Reputation: 445
I have a MySQL table as shown below:
ID | article | price | promo_price | delivery_days | stock | received_on
17591 03D/6H 3082.00 1716.21 30 0 2019-03-20
29315 03D/6H 3082.00 1716.21 26 0 2019-03-24
47796 03D/6H 3082.00 1716.21 24 0 2019-03-25
22016 L1620S 685.00 384.81 0 3 2019-03-20
35043 L1620S 685.00 384.81 0 2 2019-03-24
53731 L1620S 685.00 384.81 0 2 2019-03-25
I created a pivot table to monitor the stock data.
md = df.pivot_table(
values='stock',
index=['article','price', 'promo_price','delivery_days'],
columns='received_on',
aggfunc=np.sum)
dates = md.columns.tolist()
dates.sort(reverse=True)
md = md[dates]
This is the resuslt
+---------------------------------+--------------+--------------+--------------+
| | 2019-03-25 | 2019-03-24 | 2019-03-20 |
|---------------------------------+--------------+--------------+--------------|
| ('03D/6H', 3082.0, 1716.21, 24) | 0 | nan | nan |
| ('03D/6H', 3082.0, 1716.21, 26) | nan | 0 | nan |
| ('03D/6H', 3082.0, 1716.21, 30) | nan | nan | 0 |
| ('L1620S-KD', 685.0, 384.81, 0) | 2 | 2 | 3 |
+---------------------------------+--------------+--------------+--------------+
How do I filter the rows and get the price, promo_price and delivery days of an article based on the recent stock received date?

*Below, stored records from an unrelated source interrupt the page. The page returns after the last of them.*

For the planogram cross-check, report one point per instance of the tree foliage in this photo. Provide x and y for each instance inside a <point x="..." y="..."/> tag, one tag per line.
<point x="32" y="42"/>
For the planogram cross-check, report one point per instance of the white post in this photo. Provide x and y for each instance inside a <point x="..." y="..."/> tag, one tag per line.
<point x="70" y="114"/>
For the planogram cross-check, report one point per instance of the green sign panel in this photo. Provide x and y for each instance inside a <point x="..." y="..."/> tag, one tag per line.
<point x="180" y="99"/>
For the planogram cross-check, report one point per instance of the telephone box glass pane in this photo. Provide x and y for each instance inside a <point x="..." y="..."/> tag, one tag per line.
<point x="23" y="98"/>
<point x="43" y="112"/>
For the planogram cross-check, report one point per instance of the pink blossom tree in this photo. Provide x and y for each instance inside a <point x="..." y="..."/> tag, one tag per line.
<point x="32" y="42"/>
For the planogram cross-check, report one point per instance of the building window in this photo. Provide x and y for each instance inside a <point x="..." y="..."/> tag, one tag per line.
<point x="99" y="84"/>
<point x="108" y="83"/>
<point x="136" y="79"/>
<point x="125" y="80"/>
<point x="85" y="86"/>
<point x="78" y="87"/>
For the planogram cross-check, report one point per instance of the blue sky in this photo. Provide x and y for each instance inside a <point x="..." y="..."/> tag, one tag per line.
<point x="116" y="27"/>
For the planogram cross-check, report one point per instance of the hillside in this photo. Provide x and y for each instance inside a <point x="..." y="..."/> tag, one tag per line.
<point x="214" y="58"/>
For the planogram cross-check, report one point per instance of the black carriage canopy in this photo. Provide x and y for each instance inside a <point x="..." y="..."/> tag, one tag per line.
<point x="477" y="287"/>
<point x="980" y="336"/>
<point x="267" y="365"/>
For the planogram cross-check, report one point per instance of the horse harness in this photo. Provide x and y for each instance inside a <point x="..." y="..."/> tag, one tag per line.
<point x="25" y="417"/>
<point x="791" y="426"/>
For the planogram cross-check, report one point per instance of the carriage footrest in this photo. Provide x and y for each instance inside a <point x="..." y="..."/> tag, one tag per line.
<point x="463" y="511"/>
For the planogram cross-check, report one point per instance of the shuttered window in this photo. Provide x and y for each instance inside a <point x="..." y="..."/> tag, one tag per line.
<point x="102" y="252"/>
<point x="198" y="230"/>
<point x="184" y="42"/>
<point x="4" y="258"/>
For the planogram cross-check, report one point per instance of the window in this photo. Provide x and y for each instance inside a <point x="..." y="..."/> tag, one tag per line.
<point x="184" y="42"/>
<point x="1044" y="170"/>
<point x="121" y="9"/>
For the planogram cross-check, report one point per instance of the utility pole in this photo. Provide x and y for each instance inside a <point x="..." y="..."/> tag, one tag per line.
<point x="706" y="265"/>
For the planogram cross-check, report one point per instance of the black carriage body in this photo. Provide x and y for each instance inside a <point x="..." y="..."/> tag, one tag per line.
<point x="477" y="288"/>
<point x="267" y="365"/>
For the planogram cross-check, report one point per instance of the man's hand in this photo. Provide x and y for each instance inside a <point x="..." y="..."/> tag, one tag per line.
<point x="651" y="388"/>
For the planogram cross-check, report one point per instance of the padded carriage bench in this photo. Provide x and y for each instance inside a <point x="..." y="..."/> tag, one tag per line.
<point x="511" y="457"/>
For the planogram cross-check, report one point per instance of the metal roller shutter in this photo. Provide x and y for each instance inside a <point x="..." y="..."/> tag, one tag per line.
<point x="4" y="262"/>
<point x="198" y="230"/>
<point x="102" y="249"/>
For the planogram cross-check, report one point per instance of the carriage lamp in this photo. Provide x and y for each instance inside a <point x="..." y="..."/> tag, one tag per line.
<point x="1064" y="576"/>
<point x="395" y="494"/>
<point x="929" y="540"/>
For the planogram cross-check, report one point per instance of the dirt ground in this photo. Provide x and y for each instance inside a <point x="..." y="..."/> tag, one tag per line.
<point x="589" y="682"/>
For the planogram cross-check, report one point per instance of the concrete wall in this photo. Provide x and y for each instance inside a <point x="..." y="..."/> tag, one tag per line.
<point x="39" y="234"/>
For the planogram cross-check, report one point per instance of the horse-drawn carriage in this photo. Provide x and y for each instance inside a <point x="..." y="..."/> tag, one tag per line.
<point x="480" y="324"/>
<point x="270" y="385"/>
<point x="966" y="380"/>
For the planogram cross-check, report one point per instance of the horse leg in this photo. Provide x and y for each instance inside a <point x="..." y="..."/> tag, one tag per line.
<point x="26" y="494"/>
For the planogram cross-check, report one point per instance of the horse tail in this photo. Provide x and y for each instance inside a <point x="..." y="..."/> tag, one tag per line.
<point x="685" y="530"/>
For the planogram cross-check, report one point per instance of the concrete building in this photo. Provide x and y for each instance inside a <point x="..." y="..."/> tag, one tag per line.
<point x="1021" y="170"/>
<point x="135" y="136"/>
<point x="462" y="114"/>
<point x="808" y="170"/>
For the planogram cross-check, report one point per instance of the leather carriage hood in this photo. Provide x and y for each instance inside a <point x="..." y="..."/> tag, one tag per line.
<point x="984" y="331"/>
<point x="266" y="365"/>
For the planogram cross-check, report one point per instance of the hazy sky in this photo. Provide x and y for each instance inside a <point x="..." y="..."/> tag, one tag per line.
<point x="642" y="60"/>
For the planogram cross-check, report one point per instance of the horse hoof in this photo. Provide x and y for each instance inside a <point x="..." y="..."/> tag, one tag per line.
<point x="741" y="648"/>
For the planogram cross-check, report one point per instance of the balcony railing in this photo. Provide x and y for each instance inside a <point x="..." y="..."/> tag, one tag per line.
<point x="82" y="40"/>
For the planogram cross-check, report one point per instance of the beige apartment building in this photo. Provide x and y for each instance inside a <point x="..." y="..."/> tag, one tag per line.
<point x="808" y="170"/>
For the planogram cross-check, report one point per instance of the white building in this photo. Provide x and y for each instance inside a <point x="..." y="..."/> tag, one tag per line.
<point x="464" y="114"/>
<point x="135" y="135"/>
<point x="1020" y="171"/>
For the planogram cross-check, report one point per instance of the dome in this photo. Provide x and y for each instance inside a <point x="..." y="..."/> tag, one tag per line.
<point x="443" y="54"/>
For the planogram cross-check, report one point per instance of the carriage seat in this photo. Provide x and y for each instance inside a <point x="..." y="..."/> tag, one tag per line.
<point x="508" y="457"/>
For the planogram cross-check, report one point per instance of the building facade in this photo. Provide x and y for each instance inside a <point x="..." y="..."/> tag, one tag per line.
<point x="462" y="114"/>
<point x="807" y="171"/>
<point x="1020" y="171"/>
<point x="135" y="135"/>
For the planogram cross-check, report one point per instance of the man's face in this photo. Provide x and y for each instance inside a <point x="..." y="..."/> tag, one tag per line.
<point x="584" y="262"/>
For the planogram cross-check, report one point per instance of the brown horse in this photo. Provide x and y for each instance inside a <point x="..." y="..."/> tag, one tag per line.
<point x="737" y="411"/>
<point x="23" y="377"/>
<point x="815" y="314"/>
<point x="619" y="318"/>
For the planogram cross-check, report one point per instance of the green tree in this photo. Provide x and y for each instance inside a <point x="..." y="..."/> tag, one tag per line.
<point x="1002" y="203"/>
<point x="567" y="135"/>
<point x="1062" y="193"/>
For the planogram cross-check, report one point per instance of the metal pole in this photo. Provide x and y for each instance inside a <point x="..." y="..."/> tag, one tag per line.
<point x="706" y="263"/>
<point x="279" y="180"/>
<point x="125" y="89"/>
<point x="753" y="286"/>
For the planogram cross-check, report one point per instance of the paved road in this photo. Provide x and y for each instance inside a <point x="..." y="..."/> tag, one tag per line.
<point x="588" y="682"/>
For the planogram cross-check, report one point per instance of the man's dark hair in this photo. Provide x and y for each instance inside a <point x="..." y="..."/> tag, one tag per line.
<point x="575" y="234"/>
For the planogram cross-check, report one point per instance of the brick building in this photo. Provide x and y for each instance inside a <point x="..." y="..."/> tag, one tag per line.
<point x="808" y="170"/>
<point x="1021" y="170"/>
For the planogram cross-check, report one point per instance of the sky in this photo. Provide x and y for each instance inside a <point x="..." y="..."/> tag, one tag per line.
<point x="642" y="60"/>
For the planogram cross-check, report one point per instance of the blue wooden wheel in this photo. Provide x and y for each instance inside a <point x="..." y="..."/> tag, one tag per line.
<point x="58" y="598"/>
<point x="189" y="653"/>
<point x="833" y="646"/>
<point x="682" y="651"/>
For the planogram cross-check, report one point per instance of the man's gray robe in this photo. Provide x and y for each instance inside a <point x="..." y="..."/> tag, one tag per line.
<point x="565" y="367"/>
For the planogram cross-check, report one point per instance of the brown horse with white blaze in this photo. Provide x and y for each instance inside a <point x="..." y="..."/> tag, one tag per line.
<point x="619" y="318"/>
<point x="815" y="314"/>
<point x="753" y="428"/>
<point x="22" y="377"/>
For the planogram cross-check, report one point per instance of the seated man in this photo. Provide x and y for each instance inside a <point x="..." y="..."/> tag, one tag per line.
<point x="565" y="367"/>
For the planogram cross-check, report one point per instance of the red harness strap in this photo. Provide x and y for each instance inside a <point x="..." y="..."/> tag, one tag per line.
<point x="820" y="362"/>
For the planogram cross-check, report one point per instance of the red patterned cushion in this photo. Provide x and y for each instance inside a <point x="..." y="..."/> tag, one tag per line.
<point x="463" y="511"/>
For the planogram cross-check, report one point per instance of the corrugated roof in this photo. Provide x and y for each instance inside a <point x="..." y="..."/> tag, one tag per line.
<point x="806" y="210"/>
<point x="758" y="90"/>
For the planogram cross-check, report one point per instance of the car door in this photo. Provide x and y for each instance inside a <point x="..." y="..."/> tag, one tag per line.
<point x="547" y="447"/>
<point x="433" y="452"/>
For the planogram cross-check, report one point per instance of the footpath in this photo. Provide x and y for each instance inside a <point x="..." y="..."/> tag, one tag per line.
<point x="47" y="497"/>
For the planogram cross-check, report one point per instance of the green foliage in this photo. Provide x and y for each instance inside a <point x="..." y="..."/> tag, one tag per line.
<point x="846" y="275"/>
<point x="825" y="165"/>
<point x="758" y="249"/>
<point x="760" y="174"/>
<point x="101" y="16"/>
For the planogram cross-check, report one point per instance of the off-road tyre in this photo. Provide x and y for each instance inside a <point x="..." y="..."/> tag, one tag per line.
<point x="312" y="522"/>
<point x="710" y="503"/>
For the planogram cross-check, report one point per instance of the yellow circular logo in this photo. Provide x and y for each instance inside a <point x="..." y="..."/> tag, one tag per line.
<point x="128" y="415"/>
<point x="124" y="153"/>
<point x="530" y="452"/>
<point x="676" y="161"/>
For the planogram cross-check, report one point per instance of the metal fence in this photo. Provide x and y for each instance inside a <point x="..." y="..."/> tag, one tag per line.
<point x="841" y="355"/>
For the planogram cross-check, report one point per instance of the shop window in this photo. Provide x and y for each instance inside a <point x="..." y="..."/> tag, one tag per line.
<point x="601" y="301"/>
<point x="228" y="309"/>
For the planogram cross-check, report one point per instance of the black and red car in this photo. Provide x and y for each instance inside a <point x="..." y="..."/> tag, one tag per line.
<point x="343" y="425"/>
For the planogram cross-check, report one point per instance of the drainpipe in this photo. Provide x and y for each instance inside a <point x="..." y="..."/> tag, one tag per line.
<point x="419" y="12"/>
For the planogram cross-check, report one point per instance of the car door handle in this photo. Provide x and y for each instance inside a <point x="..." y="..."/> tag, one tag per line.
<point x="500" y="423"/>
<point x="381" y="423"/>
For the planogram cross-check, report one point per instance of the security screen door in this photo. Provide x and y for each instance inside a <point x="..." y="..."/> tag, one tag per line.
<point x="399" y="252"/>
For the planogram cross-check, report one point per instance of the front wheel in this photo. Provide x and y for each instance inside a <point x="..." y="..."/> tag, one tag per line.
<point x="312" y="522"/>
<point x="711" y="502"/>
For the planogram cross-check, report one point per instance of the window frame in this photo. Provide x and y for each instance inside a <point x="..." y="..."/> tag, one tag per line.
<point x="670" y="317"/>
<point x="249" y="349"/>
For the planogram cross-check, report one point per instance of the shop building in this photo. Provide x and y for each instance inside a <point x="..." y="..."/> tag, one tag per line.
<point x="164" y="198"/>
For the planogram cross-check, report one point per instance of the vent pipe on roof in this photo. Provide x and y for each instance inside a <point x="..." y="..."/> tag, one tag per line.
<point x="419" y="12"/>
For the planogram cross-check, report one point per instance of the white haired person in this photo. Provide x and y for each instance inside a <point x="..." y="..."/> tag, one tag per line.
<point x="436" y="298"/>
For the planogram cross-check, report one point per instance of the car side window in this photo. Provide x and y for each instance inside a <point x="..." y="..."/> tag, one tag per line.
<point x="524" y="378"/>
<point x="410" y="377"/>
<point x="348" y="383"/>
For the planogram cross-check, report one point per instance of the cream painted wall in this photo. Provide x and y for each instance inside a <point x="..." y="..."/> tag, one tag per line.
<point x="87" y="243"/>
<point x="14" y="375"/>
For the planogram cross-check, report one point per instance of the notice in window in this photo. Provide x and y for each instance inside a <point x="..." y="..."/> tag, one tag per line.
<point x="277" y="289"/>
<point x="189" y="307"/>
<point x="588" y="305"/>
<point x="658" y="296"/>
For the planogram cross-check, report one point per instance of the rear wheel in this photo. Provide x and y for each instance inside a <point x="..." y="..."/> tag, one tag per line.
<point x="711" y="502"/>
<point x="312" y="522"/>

For ex: I want the stock info for all the days but price, promo_price and delivery days of only 2019-03-25 as shown below
+---------------------------------+--------------+--------------+--------------+
| | 2019-03-25 | 2019-03-24 | 2019-03-20 |
|---------------------------------+--------------+--------------+--------------|
| ('03D/6H', 3082.0, 1716.21, 24) | 0 | nan | nan |
| ('L1620S', 685.0, 384.81, 0) | 2 | 2 | 3 |
+---------------------------------+--------------+--------------+--------------+
EDIT:
If there is no change in price, promo_price and delivery days, I am getting the result as expected. But if there is any change in the values, then I am getting multiple rows for the same article.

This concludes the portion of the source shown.